No. 3GPP containers can store mobile-specific metadata such as GPS coordinates, device information, and recording timestamps in atom-based structures inherited from the MP4 specification. The MPEG-2 Transport Stream format does not have equivalent metadata atoms, so this information is not carried over during the conversion. If preserving metadata is important, extract it from the 3GPP file separately using a tool like ExifTool before converting.
Yes — the -crf flag controls video quality. Lower values mean higher quality and larger files: CRF 18 is near-visually lossless for H.264, while CRF 28 is noticeably compressed. For 3GPP source material that was already heavily compressed on mobile, going below CRF 20 rarely produces meaningful improvement since the source artifacts are already present. A CRF between 20 and 25 is a practical range for this conversion. You can also raise the audio bitrate from 128k to 192k or 256k with -b:a 192k if the source audio quality warrants it.

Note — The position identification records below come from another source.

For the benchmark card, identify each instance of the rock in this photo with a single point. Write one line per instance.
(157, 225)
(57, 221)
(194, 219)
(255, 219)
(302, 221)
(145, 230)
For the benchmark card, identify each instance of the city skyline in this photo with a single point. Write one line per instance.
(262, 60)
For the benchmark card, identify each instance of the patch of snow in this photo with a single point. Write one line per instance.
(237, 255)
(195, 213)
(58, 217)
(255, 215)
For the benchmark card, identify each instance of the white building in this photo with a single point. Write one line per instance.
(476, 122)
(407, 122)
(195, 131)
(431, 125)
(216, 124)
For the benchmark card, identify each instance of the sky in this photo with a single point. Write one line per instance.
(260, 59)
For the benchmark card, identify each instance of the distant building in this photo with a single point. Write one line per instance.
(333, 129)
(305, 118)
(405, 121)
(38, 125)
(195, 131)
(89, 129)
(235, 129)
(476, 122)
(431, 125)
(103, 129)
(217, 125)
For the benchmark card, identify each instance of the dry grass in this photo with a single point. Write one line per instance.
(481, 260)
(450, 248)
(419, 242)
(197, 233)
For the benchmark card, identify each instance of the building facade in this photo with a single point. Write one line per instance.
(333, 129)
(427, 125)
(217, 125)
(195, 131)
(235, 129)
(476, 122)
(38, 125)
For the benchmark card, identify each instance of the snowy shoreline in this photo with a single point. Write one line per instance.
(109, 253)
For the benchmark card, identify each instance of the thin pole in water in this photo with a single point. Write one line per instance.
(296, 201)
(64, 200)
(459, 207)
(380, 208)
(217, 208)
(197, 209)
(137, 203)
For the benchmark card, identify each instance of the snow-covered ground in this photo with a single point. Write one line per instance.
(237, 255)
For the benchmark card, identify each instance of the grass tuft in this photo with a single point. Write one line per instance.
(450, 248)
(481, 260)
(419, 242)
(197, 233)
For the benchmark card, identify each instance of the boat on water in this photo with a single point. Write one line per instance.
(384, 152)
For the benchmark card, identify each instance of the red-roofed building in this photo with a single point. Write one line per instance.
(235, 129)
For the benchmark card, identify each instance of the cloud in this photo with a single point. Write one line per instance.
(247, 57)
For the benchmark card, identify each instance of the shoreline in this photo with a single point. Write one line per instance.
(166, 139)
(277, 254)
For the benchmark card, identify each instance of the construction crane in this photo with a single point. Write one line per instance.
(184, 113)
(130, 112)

Yes. On Linux or macOS, you can loop over all 3GP files in a directory with: for f in *.3gp; do ffmpeg -i "$f" -c:v libx264 -c:a aac -crf 23 -b:a 128k "${f%.3gp}.ts"; done. On Windows Command Prompt, use: for %f in (*.3gp) do ffmpeg -i "%f" -c:v libx264 -c:a aac -crf 23 -b:a 128k "%~nf.ts". This applies the same codec settings to every file in the folder, outputting a matching TS file for each.
Technical Notes
The MPEG-2 Transport Stream format was designed for environments where packet loss is expected — broadcast satellite, cable, and over-the-air TV — which is why its 188-byte packet structure includes error correction metadata absent from the 3GPP/MP4 container model. The libx264 encoder used in this conversion supports the full range of H.264 profiles; by default it targets the Main profile, which is compatible with broadcast decoders and HLS players. The 3GPP source may contain video encoded at Baseline profile (common on early mobile devices), so the re-encode actually upgrades the profile compatibility. One important limitation: 3GPP does not support multiple audio tracks, subtitles, or chapters, so none of those features can be synthesized during conversion even though TS supports multiple audio tracks and subtitles natively. If you need to add subtitle streams to the output TS, you would need to supply them separately via an additional -i input in the FFmpeg command. The absence of -movflags +faststart in the TS output command is intentional — that flag is specific to MP4/MOV containers and has no meaning for Transport Stream files, which are inherently designed for sequential streaming without requiring a relocated index atom.